TEHRAN, Iran — In a lopsided vote, the Iranian Parliament today outlawed “being conspicuously happy or taking pleasure in life” within the nation’s borders. The controversial law’s first offenders, six Iranian teens arrested for posting a video online in which they dance to Pharrell Williams’ hit song “Happy,” have been released on bail but reportedly suffered abuse while in custody.
Parliament Chairman Ali Larijani said the decision to outlaw “glee, gayness and all similarly-pleasant feelings”–at least those displayed openly–came after Iranian leaders realized that their people were managing to find some small amount of enjoyment and satisfaction in life, despite efforts by the government to create an oppressive and joyless society.
“Apparently, there are people using the Internet, the company of their friends, and music to have fun and experience delight,” Larijani said. “It’s extremely troubling.”
“Do these people know where they are?” Larijani continued. “There’s nothing fun or happy about living in Iran, and anyone who acts otherwise is either crazy or deceitful—and both deserve punishment.”
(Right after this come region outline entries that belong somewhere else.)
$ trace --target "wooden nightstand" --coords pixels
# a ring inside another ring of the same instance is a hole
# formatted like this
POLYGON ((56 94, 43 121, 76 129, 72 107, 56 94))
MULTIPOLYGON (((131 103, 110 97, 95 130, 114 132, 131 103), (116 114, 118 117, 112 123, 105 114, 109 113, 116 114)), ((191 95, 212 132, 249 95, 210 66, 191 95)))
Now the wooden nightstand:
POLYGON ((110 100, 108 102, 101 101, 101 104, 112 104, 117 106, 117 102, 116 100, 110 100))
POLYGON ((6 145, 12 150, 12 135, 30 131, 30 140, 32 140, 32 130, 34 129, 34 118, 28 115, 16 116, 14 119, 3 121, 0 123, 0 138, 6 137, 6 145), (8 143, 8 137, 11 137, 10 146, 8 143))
The law specifically mentions “engaging in dancing meant to spread joy” as an example of punishable behavior. Indeed, even before the law was officially passed, six Iranian teenagers had already been arrested for violating it.
On Sunday, Tehran police stormed the teenagers’ houses and arrested them for producing and starring in a YouTube video in which they danced to the mega-hit “Happy.” While in custody, the teens were reportedly deprived of bathroom privileges and the females were strip-searched; and on Tuesday the group was put on national television and forced to confess their crimes, apparently as a deterrent to other would-be lawbreakers.
“The Youth of Iran are being corrupted by the depraved and insidious amorality of the West,” Ayatollah Ali Khamenei said in a statement Tuesday. “These six were dancing and singing with an obvious exuberance and love of existence that threatens the very foundation of this Godly nation.”
All six have been released but still face charges, and police authorities are alleged to have threatened the teens’ families with harm if they did not post the significant bail required for their children’s release.
Larijani responded to critics—including Iranian President Hassan Rouhani, who charged that “Happiness is [the Iranian] people’s right”—by arguing that “when it comes to pleasure, it’s better to be safe than sorry.”
“Today it’s dancing,” Larijani warned. “Tomorrow it could be puppy parades and falling in love. We needed to stop this before it got out of hand.”